The partners behind the redevelopment of the Liberty Bank site are a group of nonprofit organizations that hold the interests of the community at heart. At a time of rapid change in the neighborhood, we are committed to ensuring that this project lifts up the spirit and vibrancy of the Central District
(Left to right) Evelyn Thomas Allen, BCIA; Wyking Garrett, Africatown; Andrea Caupain, Byrd Barr Place; Kevin Dawson Jr., Byrd Barr Place;
Jaebadiah Gardner, Onpoint Real Estate; Jill Fleming, Community Roots Housing.
The project partners recognized the unique opportunity to redevelop the Liberty Bank site, and they approached it as a chance to demonstrate how a community can have a say in how it grows and changes. The partners signed a formal Memorandum of Understanding (MOU) to guide the development of the project.
The project partners will ensure that the building design both appropriately memorializes its history as Liberty Bank and is representative of African American design sensibility.
Community Roots Housing will work with the project partners as well as other community partners to identify Black-owned subcontractors. The project will also recognize the goals of the City of Seattle’s “priority hire” program.
The Community Roots Housing Foundation will commit $5,000 per year for three years to help establish a business innovation fund to support small, Black-owned business development in the Central Area.
Community Roots Housing will develop a partnership with Byrd Barr Place and Africatown that provides the opportunity for African American community-based ownership of the building. Byrd Barr Place will have both a right of first offer and first right of refusal to acquire Liberty Bank after 15 years.
Community Roots Housing will work with Byrd Barr Place and Africatown to affirmatively market available rental units to members of the community that have been historically disenfranchised and displaced by past and present policies/practices. Community Roots Housing will work with the partners to program activities in the building in ways that maximize activation of the building and are reflective of community priorities. Community Roots Housing will further work with partners or other organizations to develop or facilitate access to services that provide a pathway to home ownership, business ownership, and wealth building.
The partnership recognizes that one building is not enough to address the growing issue of displacement in the Central District. The project partners will work with the City of Seattle to explore policies that allow for the prioritization of displaced families and individuals in publicly financed affordable housing.
Community Roots Housing strives to reflect the diversity of the communities it serves. As Community Roots expands its work in the Central District, it will continue its commitment to diversifying the Community Roots Housing Board and staff, as recognized in recent hires and appointments as well as ongoing training.
In order to most appropriately honor the history of this location, Community Roots Housing (formerly Capitol Hill Housing) convened an advisory board that included daughters of the original founders, a former executive director of the bank, long-time community members, leaders in the Central Area, and religious leadership to advise on how to tell the story of Liberty Bank through art, historic documents, and architecture.

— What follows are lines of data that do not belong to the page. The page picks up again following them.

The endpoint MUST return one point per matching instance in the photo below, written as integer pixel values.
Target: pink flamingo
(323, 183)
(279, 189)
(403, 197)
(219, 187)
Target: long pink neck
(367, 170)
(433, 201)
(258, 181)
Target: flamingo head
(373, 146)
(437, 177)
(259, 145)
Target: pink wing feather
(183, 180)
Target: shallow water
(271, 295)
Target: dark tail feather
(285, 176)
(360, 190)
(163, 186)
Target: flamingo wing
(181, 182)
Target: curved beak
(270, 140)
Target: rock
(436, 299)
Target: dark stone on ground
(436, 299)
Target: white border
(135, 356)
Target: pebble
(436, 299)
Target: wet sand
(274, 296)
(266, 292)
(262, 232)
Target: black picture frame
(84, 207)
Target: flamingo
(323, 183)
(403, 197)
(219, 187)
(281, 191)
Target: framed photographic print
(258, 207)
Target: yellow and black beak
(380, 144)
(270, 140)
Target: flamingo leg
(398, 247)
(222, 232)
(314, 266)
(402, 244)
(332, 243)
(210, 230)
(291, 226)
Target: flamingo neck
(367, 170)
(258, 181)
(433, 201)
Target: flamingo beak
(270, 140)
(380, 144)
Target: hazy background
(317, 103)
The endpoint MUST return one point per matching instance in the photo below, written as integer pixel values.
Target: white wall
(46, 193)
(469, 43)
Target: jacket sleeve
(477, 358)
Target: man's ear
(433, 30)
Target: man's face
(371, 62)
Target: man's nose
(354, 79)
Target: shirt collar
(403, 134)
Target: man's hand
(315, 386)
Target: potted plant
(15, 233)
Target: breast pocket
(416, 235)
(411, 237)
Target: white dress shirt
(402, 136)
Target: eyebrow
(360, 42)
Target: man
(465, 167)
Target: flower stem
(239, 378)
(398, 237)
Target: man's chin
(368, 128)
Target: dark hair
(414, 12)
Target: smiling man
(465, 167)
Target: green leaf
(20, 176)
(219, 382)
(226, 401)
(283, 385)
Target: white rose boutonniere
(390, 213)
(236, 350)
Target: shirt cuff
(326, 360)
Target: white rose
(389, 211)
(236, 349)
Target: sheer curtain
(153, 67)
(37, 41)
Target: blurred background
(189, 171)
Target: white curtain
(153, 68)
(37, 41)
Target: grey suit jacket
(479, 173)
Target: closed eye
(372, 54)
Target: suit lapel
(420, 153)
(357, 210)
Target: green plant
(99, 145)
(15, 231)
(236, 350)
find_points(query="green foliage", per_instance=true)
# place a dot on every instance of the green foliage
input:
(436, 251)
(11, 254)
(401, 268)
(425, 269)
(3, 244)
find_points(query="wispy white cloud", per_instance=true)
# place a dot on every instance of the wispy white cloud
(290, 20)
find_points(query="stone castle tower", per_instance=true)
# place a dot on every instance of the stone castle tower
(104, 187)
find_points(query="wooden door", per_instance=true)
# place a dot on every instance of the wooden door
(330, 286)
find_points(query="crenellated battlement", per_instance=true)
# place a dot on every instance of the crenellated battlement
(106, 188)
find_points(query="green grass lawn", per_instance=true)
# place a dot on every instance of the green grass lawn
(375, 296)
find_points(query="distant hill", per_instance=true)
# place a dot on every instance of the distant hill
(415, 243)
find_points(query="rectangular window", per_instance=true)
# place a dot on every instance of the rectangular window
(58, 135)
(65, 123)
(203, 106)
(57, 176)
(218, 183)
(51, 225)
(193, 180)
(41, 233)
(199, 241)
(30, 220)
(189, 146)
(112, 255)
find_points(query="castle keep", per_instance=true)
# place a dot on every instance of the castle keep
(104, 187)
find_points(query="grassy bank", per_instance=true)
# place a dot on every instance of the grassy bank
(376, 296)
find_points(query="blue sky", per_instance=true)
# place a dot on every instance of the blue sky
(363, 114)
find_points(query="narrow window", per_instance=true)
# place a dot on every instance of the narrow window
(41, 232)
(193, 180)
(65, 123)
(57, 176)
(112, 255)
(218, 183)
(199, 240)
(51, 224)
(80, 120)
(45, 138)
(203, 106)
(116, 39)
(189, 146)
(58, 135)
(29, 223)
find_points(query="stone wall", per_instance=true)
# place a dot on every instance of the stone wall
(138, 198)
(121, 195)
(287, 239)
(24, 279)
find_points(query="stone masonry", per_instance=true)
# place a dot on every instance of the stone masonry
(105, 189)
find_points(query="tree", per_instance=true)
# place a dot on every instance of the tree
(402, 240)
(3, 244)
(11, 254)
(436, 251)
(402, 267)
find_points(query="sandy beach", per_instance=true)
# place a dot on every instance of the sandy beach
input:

In this regard, the project partners are indebted to Joquelyn Duncan, Derryl Durden, Michelle Purnell-Hepburn, Merle Richlen, George Staggers, and Pastor Witherspoon, who together represent a cross-section of Central District leadership and a link to the history of Liberty Bank. Their involvement was critical to ensuring that the legacy will be remembered and appropriately honored.
The advisory board’s final recommendations, released in May 2015, were integrated into the final design.